Ainsi, la principale singularité du génocide arménien est l’évidence de son rapport dialectique avec le négationnisme de l’État turc, qui assume pleinement l’héritage des régimes qui ont liquidés l’Empire ottoman et commis le génocide des Arméniens. L’existence du discours négationniste dans le cas arménien illustre parfaitement l’idée qu’il faut penser ce génocide moins comme un événement que comme un processus, sujet que nous développerons plus loin.

Attachons-nous ici à souligner les deux conséquences principales de cette singularité qui sont la domination d’une pensée juridique sur l’appréhension de ce fait historique et l’idée que le processus génocidaire a été, est toujours, géniteur essentiel d’identité dans la Turquie moderne, et un producteur culturel fondamental, au sens étymologique.

Il est donc évident que l’existence et la puissance politique du négationnisme d’Etat soutenu avec acharnement par la République turque enferme trop souvent l’historien dans la recherche de la preuve, ce qui l’éloigne inéluctablement d’une production historique à proprement parler. Une réalité que constate par exemple le philosophe Marc Nichanian comme une fatalité
6 propre au cas arménien. Malgré les progrès dans la mise en perspective réalisée dans l’historiographie sur le Génocide, c’est encore souvent en effet par le biais du droit et du discours juridique qu’est abordée cette mise en perspective.

Mais c’est donc tout aussi certainement que l’historien peut dire que l’existence du discours négationniste est en soi une résultante du génocide. Il en est même une des multiples conditions qui permettent d’identifier un génocide par rapport à une autre forme de massacre de masse. C’est ce qu’a voulu traduire Elie Wiesel par sa célèbre formule: « le bourreau tue toujours deux fois, la seconde par l’oubli ». En réalité, dans le cas arménien, plutôt qu’un oubli, il s’agit d’une reformulation alternative des faits, afin de renverser le rapport bourreau/victime et de perpétuer la légitimité du système idéologique, hérité de la fin de la période ottomane, à produire de l’identité et du récit historique.

Le négationnisme de l’État turc a en effet lui-même une histoire. Longtemps l’État turc s’est contenté de présenter les Turcs dans le récit national officiel comme des autochtones d’Anatolie, allant jusqu’à turquifier les Hittites et à minimiser, voire nier, l’existence d’autres cultures sur le territoire anatolien.
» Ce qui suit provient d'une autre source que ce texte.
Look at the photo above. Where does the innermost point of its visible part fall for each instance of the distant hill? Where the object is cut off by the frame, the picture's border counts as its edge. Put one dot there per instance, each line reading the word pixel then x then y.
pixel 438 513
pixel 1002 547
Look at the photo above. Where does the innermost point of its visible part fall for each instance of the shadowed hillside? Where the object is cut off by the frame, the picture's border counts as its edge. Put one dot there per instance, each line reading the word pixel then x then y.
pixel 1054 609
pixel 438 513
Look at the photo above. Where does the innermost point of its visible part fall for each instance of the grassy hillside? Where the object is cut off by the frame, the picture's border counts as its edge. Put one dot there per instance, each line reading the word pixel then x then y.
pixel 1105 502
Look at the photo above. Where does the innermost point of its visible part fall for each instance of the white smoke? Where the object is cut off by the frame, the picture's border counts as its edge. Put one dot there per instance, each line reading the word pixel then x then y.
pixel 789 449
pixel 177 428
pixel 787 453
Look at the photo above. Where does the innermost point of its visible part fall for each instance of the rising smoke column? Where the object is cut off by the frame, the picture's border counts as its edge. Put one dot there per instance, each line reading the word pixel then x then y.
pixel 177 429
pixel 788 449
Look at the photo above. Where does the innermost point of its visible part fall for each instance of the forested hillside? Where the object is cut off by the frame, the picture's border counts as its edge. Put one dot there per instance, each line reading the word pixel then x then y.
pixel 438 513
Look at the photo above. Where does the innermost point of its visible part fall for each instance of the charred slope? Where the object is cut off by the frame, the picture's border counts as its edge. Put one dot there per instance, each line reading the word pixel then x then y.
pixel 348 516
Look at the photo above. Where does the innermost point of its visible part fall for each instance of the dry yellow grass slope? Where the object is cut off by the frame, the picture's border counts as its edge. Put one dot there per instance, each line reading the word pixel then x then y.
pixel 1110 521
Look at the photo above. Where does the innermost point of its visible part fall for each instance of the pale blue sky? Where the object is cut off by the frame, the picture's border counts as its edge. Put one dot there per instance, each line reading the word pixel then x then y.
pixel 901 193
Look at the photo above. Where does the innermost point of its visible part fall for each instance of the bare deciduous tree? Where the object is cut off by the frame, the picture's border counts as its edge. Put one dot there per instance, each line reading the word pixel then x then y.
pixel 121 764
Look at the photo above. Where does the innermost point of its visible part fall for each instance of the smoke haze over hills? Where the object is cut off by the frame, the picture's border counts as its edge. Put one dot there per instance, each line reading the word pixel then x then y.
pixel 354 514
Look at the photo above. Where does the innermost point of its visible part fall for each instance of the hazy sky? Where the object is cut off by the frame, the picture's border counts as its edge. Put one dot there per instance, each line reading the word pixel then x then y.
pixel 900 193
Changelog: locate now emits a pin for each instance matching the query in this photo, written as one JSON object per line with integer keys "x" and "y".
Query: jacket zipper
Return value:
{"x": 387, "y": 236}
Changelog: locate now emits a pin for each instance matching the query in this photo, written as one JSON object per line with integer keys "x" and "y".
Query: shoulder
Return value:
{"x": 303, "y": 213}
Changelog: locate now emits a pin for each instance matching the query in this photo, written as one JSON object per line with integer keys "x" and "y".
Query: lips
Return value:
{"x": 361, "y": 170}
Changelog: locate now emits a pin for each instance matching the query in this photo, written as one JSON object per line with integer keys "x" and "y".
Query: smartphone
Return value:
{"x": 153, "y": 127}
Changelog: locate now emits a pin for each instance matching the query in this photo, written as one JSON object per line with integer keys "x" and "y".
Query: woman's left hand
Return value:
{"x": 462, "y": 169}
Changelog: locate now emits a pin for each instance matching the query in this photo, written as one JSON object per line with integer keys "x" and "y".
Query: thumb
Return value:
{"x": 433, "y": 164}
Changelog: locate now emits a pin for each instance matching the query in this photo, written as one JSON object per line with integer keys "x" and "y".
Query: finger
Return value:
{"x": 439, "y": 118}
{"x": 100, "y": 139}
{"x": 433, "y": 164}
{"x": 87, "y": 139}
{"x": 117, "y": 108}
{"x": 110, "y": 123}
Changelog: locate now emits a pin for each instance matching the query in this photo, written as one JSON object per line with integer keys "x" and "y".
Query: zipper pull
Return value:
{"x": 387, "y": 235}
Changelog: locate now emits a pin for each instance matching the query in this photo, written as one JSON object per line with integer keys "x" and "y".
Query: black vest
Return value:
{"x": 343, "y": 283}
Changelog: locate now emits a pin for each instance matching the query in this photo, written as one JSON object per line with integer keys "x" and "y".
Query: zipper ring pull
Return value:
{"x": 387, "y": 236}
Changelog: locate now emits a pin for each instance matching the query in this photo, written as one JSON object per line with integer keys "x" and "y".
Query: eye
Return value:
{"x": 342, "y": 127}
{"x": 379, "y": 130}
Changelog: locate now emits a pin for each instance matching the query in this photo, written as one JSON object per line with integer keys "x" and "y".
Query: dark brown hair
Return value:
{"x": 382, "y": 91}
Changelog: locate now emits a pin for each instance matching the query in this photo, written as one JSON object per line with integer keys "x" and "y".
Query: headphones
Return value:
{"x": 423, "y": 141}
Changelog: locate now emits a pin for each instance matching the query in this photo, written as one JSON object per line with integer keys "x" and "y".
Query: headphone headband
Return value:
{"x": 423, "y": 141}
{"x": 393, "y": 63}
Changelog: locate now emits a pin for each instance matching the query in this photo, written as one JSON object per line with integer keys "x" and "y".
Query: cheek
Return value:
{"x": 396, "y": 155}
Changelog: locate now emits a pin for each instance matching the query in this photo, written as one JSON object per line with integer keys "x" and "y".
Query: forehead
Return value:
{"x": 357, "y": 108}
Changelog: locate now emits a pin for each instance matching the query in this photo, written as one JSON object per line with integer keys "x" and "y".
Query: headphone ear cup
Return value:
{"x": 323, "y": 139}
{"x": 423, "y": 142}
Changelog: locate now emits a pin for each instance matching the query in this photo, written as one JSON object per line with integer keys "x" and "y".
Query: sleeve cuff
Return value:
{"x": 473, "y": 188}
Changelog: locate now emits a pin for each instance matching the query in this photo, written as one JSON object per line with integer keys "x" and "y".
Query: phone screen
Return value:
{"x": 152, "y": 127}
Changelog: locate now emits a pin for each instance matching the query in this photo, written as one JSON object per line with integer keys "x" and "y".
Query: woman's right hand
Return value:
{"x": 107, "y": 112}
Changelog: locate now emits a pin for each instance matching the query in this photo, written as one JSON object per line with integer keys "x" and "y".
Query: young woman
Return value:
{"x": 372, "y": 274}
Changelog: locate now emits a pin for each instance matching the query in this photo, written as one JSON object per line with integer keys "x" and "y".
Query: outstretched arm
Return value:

Face au réveil de la mémoire arménienne, surtout à partir de la fin des années 1970, et face aux avancées de la recherche historique et aux pressions occidentales, il ne fut plus possible de maintenir ce tabou. Il a fallu donc sophistiquer le discours pour affronter un minimum d’évidences si les allégations négationnistes voulaient paraître un tant soit peu sérieuses. La thèse officielle du gouvernement turc s’articula ainsi autour de positions contradictoires que l’historien Yves Ternon a résumées ainsi : « il ne s’est rien passé, mais ils l’ont tout de même bien cherché ». Aujourd’hui, si le Génocide reste nié en Turquie, cette question est désormais incontournable. Le gouvernement est obligé de multiplier les actions et les pressions de toutes natures pour maintenir ses positions, mais celles-ci sont globalement en recul, de plus en plus de voix en Turquie osent affirmer l’évidence, parfois au risque de leur vie comme le journaliste Hrant Dink
7.

Toutefois, la thèse officielle actuelle en est pratiquement à dire que ce sont les Arméniens qui ont commis un génocide sur les populations turques et musulmanes d’Anatolie orientale par leur révolte nationaliste armée par les Alliés, et que les massacres d’Arméniens seraient la conséquence de cette révolte brutale, massacres en outre le plus souvent commis par des clans kurdes incontrôlables.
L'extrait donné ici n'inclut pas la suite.